This last point deserves emphasis. Disciplines provide focus; they encourage researchers to dig deeply into the specialized problems and methods that have been defined by the discipline. But it is also true that specialization creates tunnel vision -- with the result that scientific understanding of a complex phenomenon may miss essential parts of the process because they overlap disciplinary definitions of subject matter. So a logical expectation of the organization of scientific knowledge would presumably include a process through which interdisciplinary sharing is encouraged and facilitated.
It needs also to be noted that it is entirely possible for a discipline to be mis-conceived. The founders may have taken a wrong turn in highlighting what appeared to be the most important phenomena and mechanisms; the discipline may have adopted methodological commitments that were fashionable at a time but poorly fitted to the research problems of the subject matter (extreme behaviorism in psychology, for example); the disciplinary institutions (journals, universities) may have designed procedures of peer review that were discouraging to genuine progress in the discipline's ability to gain knowledge about the subject matter.
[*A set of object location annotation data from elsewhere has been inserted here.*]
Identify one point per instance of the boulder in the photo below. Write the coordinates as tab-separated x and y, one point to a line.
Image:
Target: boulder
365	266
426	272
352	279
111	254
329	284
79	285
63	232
There are many threads that this subject opens. But a few preliminary observations are justified. First, it is worth observing that the social world does not come to us with a prior division of phenomena into "economic," "ethnographic," or "sociological." So the social world itself does not dictate the way in which we parcel out research problems across specialists. Almost all social phenomena have dimensions of each of these characteristics, and the methods of each of these disciplines are relevant to inquiry and explanation of a single phenomenon. So the insistence on using only the methods of one's discipline in analyzing a complex social phenomenon is a problem--along the lines of the saying that "to a person with a hammer, everything looks like a nail". Second, it is noteworthy that each of the major social science disciplines has undergone harsh "methodology wars" in the past several decades--between rational choice theory and more empirical research in political science, between quantitative and qualitative researchers in sociology, or between interpretive and materialist ethnography methods. Are these disputes productive of further discovery into the workings of the social world? It is not evident that they are. And third, the points made above about the general utility of interdisciplinary communication and collaboration seem especially applicable to the social sciences. Given the inherently complex and mixed nature of social phenomena, surely the social sciences would benefit from a greater degree of interdisciplinarity and mutual respect. Pluralism in theory and method would seem to best serve the goals of the social sciences.
(See Andrew Abbott, Chaos of Disciplines, for a lively and illuminating examination of the social science disciplines.)